Shuttle's AV30 VIA Apollo Pro 266 Motherboard

Shuttle's AV30 VIA Apollo Pro 266 Motherboard - Page 2

Shuttle's AV30 VIA Apollo Pro 266 DDR Motherboard
With a Dash of Crucial PC1600 DDR RAM...

By Marco "BigWop" Chiappetta

You can't really review a DDR enabled motherboard without some DDR RAM can you?  Of course not!  We were lucky enough to have our friends from Crucial supply us with a 128MB stick of PC1600 RAM.  Take a look...


At first glance, it doesn't look much different than standard SDRAM, but other than the underlying technology, there are some subtle differences...

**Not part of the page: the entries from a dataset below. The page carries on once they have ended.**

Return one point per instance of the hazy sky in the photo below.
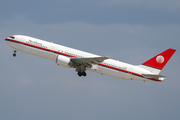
(34, 88)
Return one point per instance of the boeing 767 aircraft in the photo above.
(82, 61)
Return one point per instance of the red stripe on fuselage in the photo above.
(77, 57)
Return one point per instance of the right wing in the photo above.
(88, 62)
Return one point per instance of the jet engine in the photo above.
(63, 61)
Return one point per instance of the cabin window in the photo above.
(12, 37)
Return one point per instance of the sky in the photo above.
(130, 31)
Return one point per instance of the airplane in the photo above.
(82, 61)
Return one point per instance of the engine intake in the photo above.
(63, 61)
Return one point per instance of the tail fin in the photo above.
(157, 63)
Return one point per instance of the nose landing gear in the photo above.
(14, 53)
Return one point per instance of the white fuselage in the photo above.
(51, 50)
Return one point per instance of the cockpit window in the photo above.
(12, 37)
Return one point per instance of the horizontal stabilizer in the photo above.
(153, 76)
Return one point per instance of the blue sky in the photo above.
(130, 31)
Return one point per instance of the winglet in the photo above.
(160, 60)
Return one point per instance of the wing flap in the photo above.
(89, 61)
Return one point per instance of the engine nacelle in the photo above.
(63, 61)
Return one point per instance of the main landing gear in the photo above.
(81, 74)
(14, 53)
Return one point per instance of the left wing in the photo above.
(88, 62)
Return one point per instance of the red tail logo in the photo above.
(160, 60)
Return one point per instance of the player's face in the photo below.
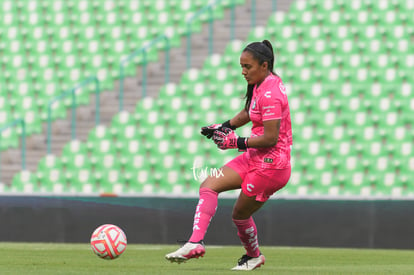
(253, 72)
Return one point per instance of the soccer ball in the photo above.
(108, 241)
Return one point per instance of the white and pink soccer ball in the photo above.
(108, 241)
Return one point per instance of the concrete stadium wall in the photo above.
(321, 223)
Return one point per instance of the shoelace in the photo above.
(183, 242)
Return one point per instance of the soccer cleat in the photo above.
(249, 263)
(188, 251)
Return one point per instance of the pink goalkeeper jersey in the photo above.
(270, 102)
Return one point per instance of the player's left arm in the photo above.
(270, 136)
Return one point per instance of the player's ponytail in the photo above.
(262, 52)
(271, 61)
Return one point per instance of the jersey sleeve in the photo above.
(271, 106)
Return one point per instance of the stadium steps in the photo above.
(36, 145)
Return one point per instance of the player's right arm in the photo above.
(237, 121)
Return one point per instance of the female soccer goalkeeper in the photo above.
(261, 170)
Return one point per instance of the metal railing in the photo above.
(63, 95)
(23, 148)
(209, 8)
(143, 51)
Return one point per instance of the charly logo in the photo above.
(200, 172)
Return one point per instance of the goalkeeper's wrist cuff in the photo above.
(228, 125)
(242, 143)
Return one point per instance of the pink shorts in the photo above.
(259, 182)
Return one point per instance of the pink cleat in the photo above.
(187, 251)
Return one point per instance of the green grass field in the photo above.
(44, 258)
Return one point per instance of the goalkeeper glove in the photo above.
(226, 138)
(208, 131)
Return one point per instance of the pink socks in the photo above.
(247, 231)
(206, 208)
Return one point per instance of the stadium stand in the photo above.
(347, 65)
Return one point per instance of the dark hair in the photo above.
(262, 52)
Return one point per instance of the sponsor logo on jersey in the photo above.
(282, 88)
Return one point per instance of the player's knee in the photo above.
(239, 214)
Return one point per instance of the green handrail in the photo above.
(253, 20)
(23, 149)
(74, 105)
(143, 51)
(209, 7)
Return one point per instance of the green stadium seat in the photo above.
(23, 182)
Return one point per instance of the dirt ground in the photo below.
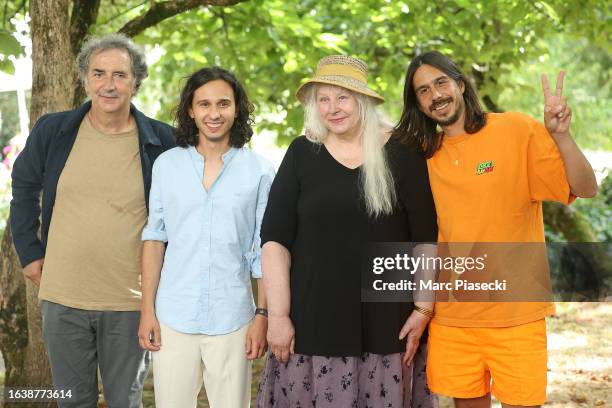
(579, 366)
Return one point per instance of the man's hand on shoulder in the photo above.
(33, 271)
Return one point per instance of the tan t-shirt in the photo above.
(93, 252)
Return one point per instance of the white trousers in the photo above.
(185, 360)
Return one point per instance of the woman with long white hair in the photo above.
(343, 185)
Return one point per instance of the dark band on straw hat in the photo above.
(343, 71)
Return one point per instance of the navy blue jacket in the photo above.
(39, 166)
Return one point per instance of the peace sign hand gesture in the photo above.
(557, 115)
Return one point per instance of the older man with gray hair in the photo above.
(93, 167)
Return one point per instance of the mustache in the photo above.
(439, 102)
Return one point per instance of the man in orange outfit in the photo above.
(489, 174)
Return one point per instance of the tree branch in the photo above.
(163, 10)
(84, 15)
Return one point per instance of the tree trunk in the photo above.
(52, 91)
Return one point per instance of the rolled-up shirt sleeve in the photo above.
(262, 201)
(155, 230)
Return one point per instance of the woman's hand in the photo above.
(281, 337)
(413, 328)
(255, 344)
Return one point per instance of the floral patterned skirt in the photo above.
(372, 380)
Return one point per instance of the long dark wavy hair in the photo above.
(417, 129)
(187, 131)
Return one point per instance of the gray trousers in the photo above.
(79, 341)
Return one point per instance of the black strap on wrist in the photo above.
(262, 311)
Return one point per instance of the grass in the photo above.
(579, 360)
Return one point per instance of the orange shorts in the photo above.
(469, 362)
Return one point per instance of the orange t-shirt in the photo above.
(489, 187)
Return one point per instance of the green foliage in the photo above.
(273, 45)
(9, 46)
(587, 86)
(599, 210)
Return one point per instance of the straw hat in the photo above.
(344, 71)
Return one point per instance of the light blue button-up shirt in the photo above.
(213, 238)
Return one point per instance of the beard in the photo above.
(454, 117)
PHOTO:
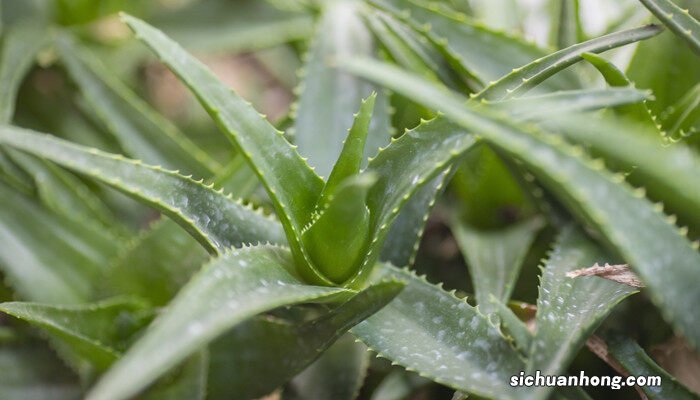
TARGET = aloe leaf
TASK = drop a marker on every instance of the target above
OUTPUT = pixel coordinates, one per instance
(656, 249)
(683, 117)
(469, 44)
(403, 238)
(293, 187)
(569, 309)
(432, 332)
(271, 349)
(528, 76)
(329, 95)
(237, 286)
(669, 173)
(20, 44)
(337, 375)
(64, 268)
(31, 371)
(625, 352)
(65, 194)
(570, 101)
(567, 29)
(93, 333)
(188, 382)
(337, 253)
(676, 19)
(220, 26)
(669, 81)
(495, 257)
(352, 155)
(211, 217)
(139, 129)
(402, 168)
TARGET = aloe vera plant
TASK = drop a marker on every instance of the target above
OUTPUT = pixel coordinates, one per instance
(153, 250)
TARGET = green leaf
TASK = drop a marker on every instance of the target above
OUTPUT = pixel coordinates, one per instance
(337, 375)
(293, 187)
(540, 107)
(528, 76)
(676, 19)
(402, 168)
(188, 382)
(655, 248)
(329, 95)
(211, 217)
(233, 288)
(628, 354)
(569, 309)
(221, 26)
(64, 267)
(469, 45)
(275, 350)
(20, 45)
(339, 253)
(441, 337)
(92, 333)
(669, 81)
(32, 372)
(139, 129)
(669, 173)
(351, 156)
(495, 257)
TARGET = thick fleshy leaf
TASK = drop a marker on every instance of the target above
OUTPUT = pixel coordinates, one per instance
(495, 257)
(31, 371)
(678, 20)
(540, 107)
(20, 44)
(655, 248)
(64, 268)
(669, 81)
(214, 219)
(470, 44)
(274, 350)
(432, 332)
(402, 168)
(94, 333)
(528, 76)
(337, 375)
(293, 187)
(329, 95)
(569, 309)
(233, 288)
(626, 353)
(669, 173)
(140, 130)
(221, 26)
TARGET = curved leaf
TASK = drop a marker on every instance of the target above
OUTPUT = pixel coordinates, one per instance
(20, 44)
(676, 19)
(64, 268)
(329, 95)
(139, 129)
(213, 218)
(274, 350)
(293, 187)
(495, 257)
(528, 76)
(651, 243)
(237, 286)
(95, 333)
(432, 332)
(569, 309)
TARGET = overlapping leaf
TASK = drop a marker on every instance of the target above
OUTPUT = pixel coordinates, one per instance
(656, 248)
(214, 219)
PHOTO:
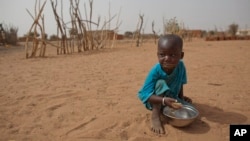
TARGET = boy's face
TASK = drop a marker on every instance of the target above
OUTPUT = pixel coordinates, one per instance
(169, 55)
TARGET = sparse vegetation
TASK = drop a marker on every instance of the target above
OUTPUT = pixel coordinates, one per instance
(232, 29)
(9, 34)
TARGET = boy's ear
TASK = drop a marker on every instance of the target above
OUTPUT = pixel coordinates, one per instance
(182, 55)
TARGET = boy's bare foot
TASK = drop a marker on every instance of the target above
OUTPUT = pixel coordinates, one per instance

Compared "side-by-side" with a standard stick of PC133 RAM, you'll notice the DDR stick is missing a notch.  The PC1600 designation on the DDR stick represents the maximum bandwidth of the RAM, 1.6GB/S.  PC1600 DDR RAM is spec'd to run at 100MHz, but the Micron chips used on this module were 8ns which theoretically should be capable of 125MHz.  If you're following the "DDR Scene", you've probably also heard of PC2100 (2.1GB/S) RAM.  This is the designation for the higher clocked 133MHz products.

Installation Quality and Setup
Easy as Pie

The AV30 was a snap to set up.  This is a standard ATX board that will fit in virtually any ATX case without any modification.  All we did was mount it, tighten a couple of screws and off we went!

Shuttle seems to have put some thought into the design and layout of the AV30.  The layout and general workmanship are excellent.  The AV30 has our preferred slot configuration too, 1 AGP and 6 PCI slots.


Upon closer inspection, you'll notice just how many expansion possibilities you'll have with the AV30.  You'll be hard pressed to fill all of the AV30's PCI slots when you consider that this puppy comes with onboard sound and an onboard 10/100 NIC!  Gamers will probably opt for a more powerful sound card, but should you be looking to build a second system or a basic file server for your home network the only card you'll need to buy is for video.

There were many other aspects of the AV30 that pleased us...


The AGP slot has a retention clip mounted to it which does an excellent job of making sure your video card stays seated properly.  If you move your rig around constantly, or are a LAN gamer, you definitely want one of these retention clips on your mobo!  Shuttle also placed the audio-in connectors in an excellent location where they do not interfere with any slots.


Although VIA's chipsets have historically run cool, Shuttle mounted a heatsink on the Northbridge for increased stability at higher bus speeds. (We threw a shot of the Southbridge in for good measure) :)  Stability was definitely on the minds of the Shuttle engineers who designed the AV30, just take a look at the size of the capacitors around the Socket 370 connector!  Providing a clean, even supply of power to your CPU is a key component of a stable motherboard (especially when overclocked), and these large capps help do just that.  Make sure you're using a high quality power supply for best results...remember, G.I.G.O (bonus points for anyone who knows what that stands for!)


Shuttle also did something that we love and wish every manufacturer would start doing.  They placed all of the case, power and drive connectors all the way to the edges of the board.  This doesn't sound like a big deal but it makes for a very clean case, without any wires draped over your expansion cards or CPU.  This arrangement also makes cooling your rig a bit easier because there are no cables over the board to hinder airflow.

We snapped a couple of shots of the DIMM slots too...


There's not too much to much to say here, but it sure is cool to see "Double Data Rate RAM" printed on a motherboard!